Patrick Archbold is co-founder of Creative Minority Report, a Catholic website that puts a refreshing spin on the intersection of religion, culture, and politics. When not writing, Patrick is director of information technology at a large international logistics company in New York.
Have you ever had one of those experiences wherein you got sick after eating or drinking something and then, even though you know that the sickness was probably not related to that food item, you just cannot stand to look at it or even smell it without getting nauseous?
Well I have. Nothing against Cracker Barrel, but I can’t go within 1000 yards without needing a barrel myself. Enough about that.
But I have also found that the same thing can happen with words. When I find words that occur in frequent proximity to things that make me sick, I find that I can no longer stomach the word anymore, even if used appropriately.
Much to my chagrin, I find myself facing this very situation right now. What is the word that makes me sick every time I hear it or read it?

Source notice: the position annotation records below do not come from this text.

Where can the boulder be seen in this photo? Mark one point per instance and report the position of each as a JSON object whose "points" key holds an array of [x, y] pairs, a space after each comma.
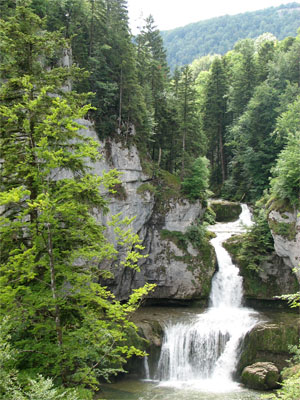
{"points": [[285, 228], [270, 341], [261, 376]]}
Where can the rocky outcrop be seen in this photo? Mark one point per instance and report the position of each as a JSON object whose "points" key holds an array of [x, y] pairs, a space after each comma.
{"points": [[180, 272], [226, 211], [285, 228], [272, 278], [270, 341], [261, 376]]}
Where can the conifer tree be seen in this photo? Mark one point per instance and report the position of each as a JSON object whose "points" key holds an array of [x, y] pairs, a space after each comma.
{"points": [[63, 323], [214, 120]]}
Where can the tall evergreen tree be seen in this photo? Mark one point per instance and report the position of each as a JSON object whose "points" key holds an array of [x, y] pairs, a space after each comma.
{"points": [[189, 119], [214, 120], [63, 322]]}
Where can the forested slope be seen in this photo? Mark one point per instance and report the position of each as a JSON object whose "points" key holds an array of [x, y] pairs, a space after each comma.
{"points": [[230, 125], [218, 35]]}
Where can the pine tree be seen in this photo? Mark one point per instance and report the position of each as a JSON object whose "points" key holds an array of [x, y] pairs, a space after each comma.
{"points": [[189, 119], [214, 120], [63, 323]]}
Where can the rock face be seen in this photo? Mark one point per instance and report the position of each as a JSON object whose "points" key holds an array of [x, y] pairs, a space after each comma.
{"points": [[261, 285], [271, 341], [285, 228], [261, 376], [179, 272], [226, 211]]}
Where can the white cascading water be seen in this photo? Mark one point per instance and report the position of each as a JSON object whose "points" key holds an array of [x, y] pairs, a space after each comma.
{"points": [[203, 352]]}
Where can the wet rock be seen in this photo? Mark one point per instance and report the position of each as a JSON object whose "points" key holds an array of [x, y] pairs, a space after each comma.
{"points": [[261, 376], [226, 211], [285, 228], [179, 273], [271, 341]]}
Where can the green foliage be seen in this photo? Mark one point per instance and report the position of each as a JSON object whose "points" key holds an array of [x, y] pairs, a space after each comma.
{"points": [[64, 324], [284, 229], [218, 35], [257, 244], [196, 186], [285, 183]]}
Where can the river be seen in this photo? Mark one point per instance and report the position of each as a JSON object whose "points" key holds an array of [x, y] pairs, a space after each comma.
{"points": [[200, 349]]}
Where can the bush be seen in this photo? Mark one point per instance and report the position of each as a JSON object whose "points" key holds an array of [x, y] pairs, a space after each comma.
{"points": [[196, 185]]}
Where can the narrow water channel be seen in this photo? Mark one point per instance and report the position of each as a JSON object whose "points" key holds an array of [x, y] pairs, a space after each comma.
{"points": [[200, 353]]}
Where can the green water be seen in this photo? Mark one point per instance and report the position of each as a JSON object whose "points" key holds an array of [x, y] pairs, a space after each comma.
{"points": [[139, 390]]}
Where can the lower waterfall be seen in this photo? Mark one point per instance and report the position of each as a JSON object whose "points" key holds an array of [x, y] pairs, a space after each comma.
{"points": [[204, 351]]}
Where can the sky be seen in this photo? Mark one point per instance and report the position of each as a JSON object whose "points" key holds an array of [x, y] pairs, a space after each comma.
{"points": [[169, 14]]}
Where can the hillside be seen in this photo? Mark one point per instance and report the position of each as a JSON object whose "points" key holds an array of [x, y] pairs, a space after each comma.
{"points": [[218, 35]]}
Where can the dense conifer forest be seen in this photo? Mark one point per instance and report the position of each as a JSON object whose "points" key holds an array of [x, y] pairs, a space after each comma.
{"points": [[219, 35], [224, 126]]}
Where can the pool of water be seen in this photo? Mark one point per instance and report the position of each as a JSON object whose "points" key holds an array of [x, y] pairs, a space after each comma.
{"points": [[141, 390]]}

Pastoral used to be a fine word but it has been keeping some bad company lately.
A priest decides to give out communion to active and proud homosexuals and has a float in the local gay pride parade. He says he is being pastoral.
Politicians who openly defy the Church, try to rewrite its history, and openly advocate heresy are welcomed to communion. Why? It’s the pastoral thing to do.
There are those who fight with gusto against a decent English translation of the liturgy and insist that your average Catholic is so ineffably dumb that such a translation wouldn’t be pastoral.
Recently, a wonderful Bishop stood up for the faith and backed a pastor who refused an active homosexual couple’s desire to enroll their child in Catholic School. For this, a prominent member of the Society that purports affiliation with Jesus tut tuts the good Bishop and says that he is not being very pastoral.
Since when did pastoral become the euphemism of choice for woeful prudential decisions (or worse) that are injurious to the faith and faithful? The word has now become such a red flag for me that I am vexed even hearing it.
Therefore I have come to a hard decision. It is with regret that I declare the word pastoral to be anathema. No longer will I write or say the word nor will I give credence to anyone who uses the word, even unwittingly. A pox on pastoral.
I am sorry it came to this, but the word now does too much harm. I am left with no choice. Banning it is, well, the pastoral thing to do.
Ok, starting now. For real this time.